From Fletcher Henderson to Lionel Hampton, from Count Basie to Duke Ellington, from Woody Herman to the Thad Jones-Mel Lewis Orchestra, these large aggregations (usually 18 pieces) traveled up and down the highways and byways of this great land, spreading the gospel of jazz to listeners and dancers at everything from jazz festivals to high school assemblies, community gatherings to huge concert halls. Their repertoires were wide-ranging and allowed immense flexibility in the kind of engagement they could fulfill.
But like the dino, a traveling big band was an economic nightmare. So today, though you can still find them, big bands (professional ensembles, not high school or community groups) play a largely reduced role on the jazz landscape.
That said, Australian drummer and big band leader Tim Davies brand new release “The Expensive Train Set” has all the emotion that an orchestra can transmit. This set (that comes to us on Seattle-based Origin Records, a superb jazz label that, with its sister labels OA2 Records and Origin Classical, gives jazz fans an inside look/listen at the outstanding jazz scene in the Pacific Northwest and beyond) is chock full of brilliant section work with brass screaming over vibrant reeds and a “tight-as-a-gnats-ass” rhythms core that percolates below it all. This disc is a wonderful new release that sounds like it could have been recorded back in 1974, but also looks and sounds like what it is: a 21st Century project with tons of flair and panache.
Drummer Davies started his first big band in Melbourne, Australia back in the late 90’s. Half of this new record was done with that resurrected group, and half with his L.A. band that features some of the finest players that Los Angeles has of offer.
“Conceivilization” was spurred by Davies becoming a father (thus the clever title), and like conceiving a child which takes two, this movement (the first of a four part piece thru the disc) features two soloists at a time. You can hear the sparks fly when alto sax ace Alex Budman and trumpeter Ken Bausano really dig in.
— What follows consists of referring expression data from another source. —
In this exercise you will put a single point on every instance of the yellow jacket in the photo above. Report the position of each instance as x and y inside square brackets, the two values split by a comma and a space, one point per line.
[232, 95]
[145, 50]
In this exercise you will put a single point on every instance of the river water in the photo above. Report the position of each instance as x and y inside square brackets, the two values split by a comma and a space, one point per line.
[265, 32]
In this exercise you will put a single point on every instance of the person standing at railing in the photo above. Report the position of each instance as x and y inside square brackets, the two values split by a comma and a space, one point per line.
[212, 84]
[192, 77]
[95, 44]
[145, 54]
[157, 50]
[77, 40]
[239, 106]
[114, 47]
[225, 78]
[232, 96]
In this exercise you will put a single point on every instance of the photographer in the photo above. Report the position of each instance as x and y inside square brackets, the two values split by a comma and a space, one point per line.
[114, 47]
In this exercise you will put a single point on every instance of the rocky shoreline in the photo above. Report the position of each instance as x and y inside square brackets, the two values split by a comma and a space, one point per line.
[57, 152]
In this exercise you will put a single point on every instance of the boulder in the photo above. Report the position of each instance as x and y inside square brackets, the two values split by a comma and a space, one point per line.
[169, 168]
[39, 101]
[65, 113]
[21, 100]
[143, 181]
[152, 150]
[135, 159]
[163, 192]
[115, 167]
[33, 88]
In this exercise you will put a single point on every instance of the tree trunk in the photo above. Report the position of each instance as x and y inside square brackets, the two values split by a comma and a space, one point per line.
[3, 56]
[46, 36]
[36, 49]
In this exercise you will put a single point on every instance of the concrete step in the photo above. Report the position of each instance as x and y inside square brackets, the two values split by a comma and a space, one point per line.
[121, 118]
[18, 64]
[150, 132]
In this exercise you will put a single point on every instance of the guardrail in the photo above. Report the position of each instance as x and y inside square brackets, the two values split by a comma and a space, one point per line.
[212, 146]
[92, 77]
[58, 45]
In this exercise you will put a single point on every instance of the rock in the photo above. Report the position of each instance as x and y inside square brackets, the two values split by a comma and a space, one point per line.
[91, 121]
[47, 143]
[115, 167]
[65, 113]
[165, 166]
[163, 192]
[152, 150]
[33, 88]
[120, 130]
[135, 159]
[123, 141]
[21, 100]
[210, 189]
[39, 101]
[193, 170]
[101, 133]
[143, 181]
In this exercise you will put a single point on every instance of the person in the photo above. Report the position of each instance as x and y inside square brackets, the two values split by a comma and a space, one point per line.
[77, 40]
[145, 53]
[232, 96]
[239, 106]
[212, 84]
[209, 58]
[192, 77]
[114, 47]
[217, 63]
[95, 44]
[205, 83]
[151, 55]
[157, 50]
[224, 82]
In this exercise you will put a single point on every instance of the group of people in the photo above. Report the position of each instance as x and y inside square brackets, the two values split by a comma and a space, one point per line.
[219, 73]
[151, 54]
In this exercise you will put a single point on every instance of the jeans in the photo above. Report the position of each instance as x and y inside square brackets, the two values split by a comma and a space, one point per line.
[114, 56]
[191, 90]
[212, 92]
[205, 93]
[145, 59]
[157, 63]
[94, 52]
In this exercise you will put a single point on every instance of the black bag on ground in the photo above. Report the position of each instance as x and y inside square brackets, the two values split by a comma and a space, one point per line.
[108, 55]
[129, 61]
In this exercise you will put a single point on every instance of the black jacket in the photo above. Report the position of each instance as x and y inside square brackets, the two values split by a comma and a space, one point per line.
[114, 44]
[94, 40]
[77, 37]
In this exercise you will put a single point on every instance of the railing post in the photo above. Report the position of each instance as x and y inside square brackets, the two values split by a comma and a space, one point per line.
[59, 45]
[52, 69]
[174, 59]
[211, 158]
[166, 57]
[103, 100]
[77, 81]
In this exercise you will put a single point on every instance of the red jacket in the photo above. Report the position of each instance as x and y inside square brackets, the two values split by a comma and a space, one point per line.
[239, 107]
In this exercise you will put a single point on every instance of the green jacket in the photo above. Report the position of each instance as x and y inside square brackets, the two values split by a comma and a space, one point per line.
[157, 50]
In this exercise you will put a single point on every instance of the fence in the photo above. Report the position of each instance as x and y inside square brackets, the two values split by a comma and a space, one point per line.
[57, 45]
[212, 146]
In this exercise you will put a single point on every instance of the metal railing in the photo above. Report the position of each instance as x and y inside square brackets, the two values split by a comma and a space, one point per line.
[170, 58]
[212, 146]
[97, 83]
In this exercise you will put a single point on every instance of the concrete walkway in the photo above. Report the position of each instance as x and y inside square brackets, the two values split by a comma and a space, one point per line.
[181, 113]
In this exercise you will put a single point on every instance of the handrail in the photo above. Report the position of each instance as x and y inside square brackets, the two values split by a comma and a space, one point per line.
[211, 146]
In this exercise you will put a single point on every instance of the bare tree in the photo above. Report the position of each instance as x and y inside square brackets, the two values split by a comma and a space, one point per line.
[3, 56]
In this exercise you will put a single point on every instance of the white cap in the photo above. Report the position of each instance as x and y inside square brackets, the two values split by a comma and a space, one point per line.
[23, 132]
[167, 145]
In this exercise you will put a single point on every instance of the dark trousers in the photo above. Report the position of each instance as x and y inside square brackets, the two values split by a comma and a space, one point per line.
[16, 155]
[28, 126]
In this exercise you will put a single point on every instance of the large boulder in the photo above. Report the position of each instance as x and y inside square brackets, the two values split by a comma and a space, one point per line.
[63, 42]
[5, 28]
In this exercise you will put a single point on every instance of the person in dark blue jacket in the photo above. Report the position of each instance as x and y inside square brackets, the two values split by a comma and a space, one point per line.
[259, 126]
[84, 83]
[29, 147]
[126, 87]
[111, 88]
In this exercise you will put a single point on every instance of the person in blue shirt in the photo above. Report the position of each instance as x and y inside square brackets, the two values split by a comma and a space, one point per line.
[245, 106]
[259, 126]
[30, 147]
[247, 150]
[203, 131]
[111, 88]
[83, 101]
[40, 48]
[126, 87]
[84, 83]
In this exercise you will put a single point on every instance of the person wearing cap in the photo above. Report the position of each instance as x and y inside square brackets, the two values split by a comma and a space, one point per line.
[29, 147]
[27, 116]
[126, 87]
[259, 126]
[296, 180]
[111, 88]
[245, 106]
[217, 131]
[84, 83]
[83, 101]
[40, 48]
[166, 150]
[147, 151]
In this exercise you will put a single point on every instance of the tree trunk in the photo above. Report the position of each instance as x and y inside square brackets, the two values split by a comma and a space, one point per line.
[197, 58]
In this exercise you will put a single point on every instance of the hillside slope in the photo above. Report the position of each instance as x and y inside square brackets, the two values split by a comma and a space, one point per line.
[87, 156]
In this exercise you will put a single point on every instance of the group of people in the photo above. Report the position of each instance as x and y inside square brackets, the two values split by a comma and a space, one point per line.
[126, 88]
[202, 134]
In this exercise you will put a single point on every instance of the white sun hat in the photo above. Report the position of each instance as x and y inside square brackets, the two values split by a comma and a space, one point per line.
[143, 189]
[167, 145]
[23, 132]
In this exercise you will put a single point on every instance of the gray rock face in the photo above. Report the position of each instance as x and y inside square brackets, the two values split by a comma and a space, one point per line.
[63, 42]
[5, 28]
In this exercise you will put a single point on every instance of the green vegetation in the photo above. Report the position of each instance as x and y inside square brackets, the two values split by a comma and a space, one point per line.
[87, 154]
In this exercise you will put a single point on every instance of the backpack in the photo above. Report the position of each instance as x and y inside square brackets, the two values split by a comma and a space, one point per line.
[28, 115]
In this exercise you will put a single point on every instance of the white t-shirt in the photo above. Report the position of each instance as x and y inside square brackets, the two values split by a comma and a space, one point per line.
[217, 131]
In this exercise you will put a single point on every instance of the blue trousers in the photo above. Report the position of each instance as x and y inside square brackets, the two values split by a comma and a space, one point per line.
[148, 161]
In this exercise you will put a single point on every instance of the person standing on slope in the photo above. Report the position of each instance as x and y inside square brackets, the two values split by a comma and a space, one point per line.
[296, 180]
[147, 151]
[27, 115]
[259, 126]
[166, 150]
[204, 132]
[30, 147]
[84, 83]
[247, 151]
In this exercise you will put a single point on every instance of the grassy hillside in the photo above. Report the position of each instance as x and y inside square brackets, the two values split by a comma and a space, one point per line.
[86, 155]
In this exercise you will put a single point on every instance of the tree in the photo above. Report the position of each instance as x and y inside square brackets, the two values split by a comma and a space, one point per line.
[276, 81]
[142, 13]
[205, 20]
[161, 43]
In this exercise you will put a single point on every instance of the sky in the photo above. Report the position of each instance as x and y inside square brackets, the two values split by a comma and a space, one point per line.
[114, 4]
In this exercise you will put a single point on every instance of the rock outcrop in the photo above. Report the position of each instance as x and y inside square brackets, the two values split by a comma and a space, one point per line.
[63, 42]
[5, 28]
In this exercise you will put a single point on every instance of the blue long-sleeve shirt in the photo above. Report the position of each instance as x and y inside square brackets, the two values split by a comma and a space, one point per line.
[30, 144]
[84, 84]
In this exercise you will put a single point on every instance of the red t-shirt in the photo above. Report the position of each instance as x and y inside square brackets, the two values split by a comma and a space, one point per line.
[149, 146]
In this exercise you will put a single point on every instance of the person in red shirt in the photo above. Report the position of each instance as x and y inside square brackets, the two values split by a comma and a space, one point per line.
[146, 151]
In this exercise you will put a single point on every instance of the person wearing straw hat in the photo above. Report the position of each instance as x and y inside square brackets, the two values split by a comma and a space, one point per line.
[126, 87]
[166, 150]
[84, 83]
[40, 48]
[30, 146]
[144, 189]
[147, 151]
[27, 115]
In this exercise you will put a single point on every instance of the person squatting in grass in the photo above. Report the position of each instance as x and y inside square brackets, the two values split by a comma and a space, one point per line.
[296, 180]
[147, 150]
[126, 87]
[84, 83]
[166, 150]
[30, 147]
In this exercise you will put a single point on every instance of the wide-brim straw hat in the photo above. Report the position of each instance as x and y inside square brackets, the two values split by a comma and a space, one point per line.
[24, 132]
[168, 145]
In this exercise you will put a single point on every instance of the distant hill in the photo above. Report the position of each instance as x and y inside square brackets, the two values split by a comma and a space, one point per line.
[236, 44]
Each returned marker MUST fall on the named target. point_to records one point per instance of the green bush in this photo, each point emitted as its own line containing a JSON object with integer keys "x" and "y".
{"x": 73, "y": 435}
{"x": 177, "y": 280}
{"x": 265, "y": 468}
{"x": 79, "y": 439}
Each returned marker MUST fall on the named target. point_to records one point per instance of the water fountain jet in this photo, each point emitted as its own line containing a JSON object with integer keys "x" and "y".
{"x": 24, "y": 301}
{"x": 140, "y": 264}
“Sarahbande” (can we guess that Davies’ child is named Sarah?) was actually commissioned for Australia’s finest high school big band….Tony Hicks’ flute flitters and his tenor swaggers in giving this child its due diligence.
Louis Prima’s classice “Sing Sing Sing” begins note for note, just the way it was played by the Benny Goodman Orchestra all those years ago. The tune then gets Timified with an updated arrangement that works around Tony Hicks’ clarinet.
Raya Yarbrough is a new vocalist to my ears, but she sits in on her own “Let Sleeping Questions Lie” and steals the show.
“Jazz Vespas” is a simple blues that allows the cats to blow without having to count in their heads all the weird time/rhythmic stuff that having a drummer as a band leader entails.
“Goon Juice” is what Australians call cheap wine, and this ditty portrays a kind of high school party with all the hijinks that can, and often does, occur on those occasions.
Today Tim Davies spends much of his time as a busy conductor and orchestrator
in Hollywood.
The elliptical album title is best described by Davies this way “…some years ago, someone mentioned that having a big band is like having a train set. Both involve many hours of work and preparation, and you never really finish. Both are also quite niche things. But the main thing they have in common is that they both cost you a lot of money and will never make you any!”
Tim, Tim, Tim…follow your heart and the money will come…eventually…or so I’m told.